Many Flavors of Replacement Text

Different ideas by different regular expression software developers have led to a wide range of regular expression flavors, each with different syntax and feature sets. The story for the replacement text is no different. In fact, there are even more replacement text flavors than regular expression flavors. Building a regular expression engine is difficult. Most programmers prefer to reuse an existing one, and bolting a search-and-replace function onto an existing regular expression engine is quite easy. The result is that there are many replacement text flavors for regular expression libraries that do not have built-in search-and-replace features.

Fortunately, all the regular expression flavors in this book have corresponding replacement text flavors, except PCRE. This gap in PCRE complicates life for programmers who use flavors based on it. The open source PCRE library does not include any functions to make replacements. Thus, all applications and programming languages that are based on PCRE need to provide their own search-and-replace function. Most programmers try to copy existing syntax, but never do so in exactly the same way.

This book covers the following replacement text flavors. Refer to Regex Flavors Covered by This Book for more details on the regular expression flavors that correspond with the replacement text flavors:


The System.Text.RegularExpressions package provides various search-and-replace functions. The .NET replacement text flavor corresponds with the .NET regular expression flavor. All versions of .NET use the same replacement text flavor. The new regular expression features in .NET 2.0 do not affect the replacement text syntax.


The java.util.regex package has built-in search-and-replace functions. This book covers Java 4, 5, 6, and 7.


In this book, we use the term JavaScript to indicate both the replacement text flavor and the regular expression flavor defined in editions 3 and 5 of the ECMA-262 standard.


Steven Levithan’s XRegExp has its own replace() function that eliminates cross-browser inconsistencies and adds support for backreferences to XRegExp’s named capturing groups. Recipes in this book that use named capture show additional solutions using XRegExp. If a solution shows XRegExp as the replacement text flavor, that means it works with JavaScript when using the XRegExp library, but not with standard JavaScript without the XRegExp library. If a solution shows JavaScript as the replacement text flavor, then it works with JavaScript whether you are using the XRegExp library or not.

This book covers XRegExp version 2.0, which you can download at


In this book, the PHP replacement text flavor refers to the preg_replace function in PHP. This function uses the PCRE regular expression flavor and the PHP replacement text flavor. It was first introduced in PHP 4.0.0.

Other programming languages that use PCRE do not use the same replacement text flavor as PHP. Depending on where the designers of your programming language got their inspiration, the replacement text syntax may be similar to PHP or any of the other replacement text flavors in this book.
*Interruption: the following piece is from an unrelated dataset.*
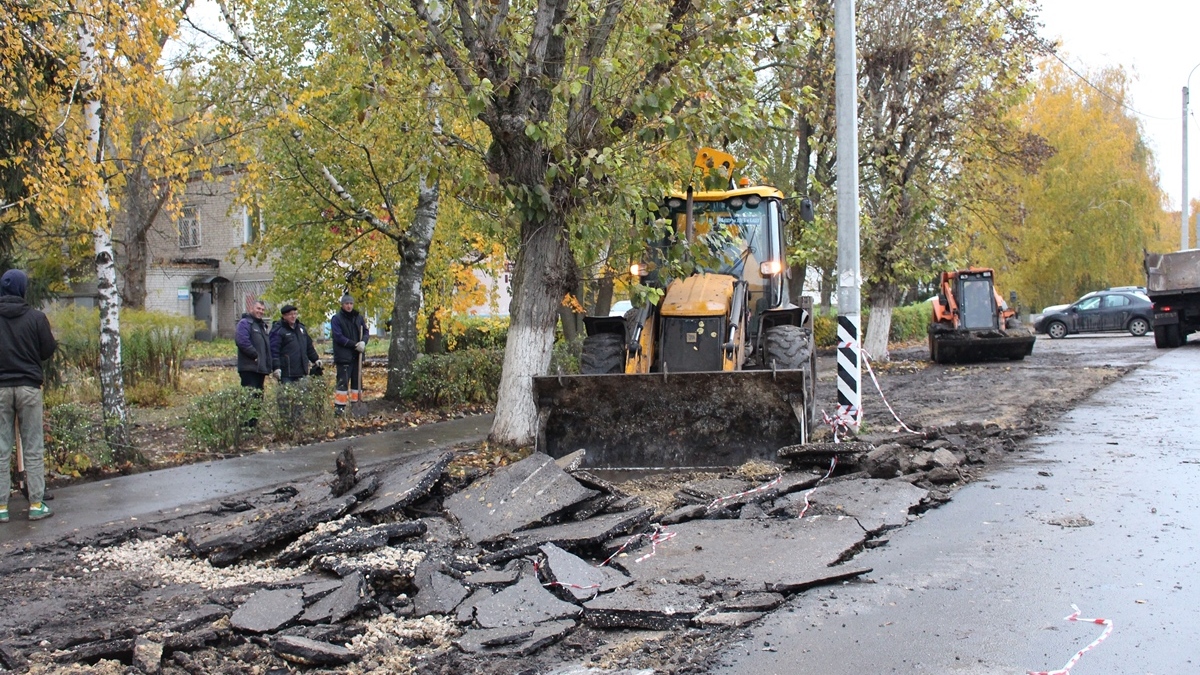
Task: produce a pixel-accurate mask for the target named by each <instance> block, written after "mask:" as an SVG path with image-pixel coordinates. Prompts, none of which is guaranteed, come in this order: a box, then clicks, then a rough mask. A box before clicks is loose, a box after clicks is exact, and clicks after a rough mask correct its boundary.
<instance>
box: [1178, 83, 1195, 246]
mask: <svg viewBox="0 0 1200 675" xmlns="http://www.w3.org/2000/svg"><path fill="white" fill-rule="evenodd" d="M1196 68H1200V64H1196V65H1194V66H1192V72H1189V73H1188V80H1187V84H1186V85H1184V86H1183V195H1182V198H1181V201H1180V250H1181V251H1186V250H1187V249H1188V238H1189V237H1188V235H1189V232H1188V229H1189V228H1188V211H1189V210H1190V209H1189V207H1190V204H1188V88H1189V86H1192V73H1194V72H1196Z"/></svg>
PHP also has an ereg_replace function. This function uses a different regular expression flavor (POSIX ERE), and a different replacement text flavor, too. PHP’s ereg functions are deprecated. They are not discussed in this book.


Perl has built-in support for regular expression substitution via the s/regex/replace/ operator. The Perl replacement text flavor corresponds with the Perl regular expression flavor. This book covers Perl 5.6 to Perl 5.14. Perl 5.10 added support for named backreferences in the replacement text, as it adds named capture to the regular expression syntax.


Python’s re module provides a sub function to search and replace. The Python replacement text flavor corresponds with the Python regular expression flavor. This book covers Python 2.4 until 3.2. There are no differences in the replacement text syntax between these versions of Python.


Ruby’s regular expression support is part of the Ruby language itself, including the search-and-replace function. This book covers Ruby 1.8 and 1.9. While there are significant differences in the regex syntax between Ruby 1.8 and 1.9, the replacement syntax is basically the same. Ruby 1.9 only adds support for named backreferences in the replacement text. Named capture is a new feature in Ruby 1.9 regular expressions.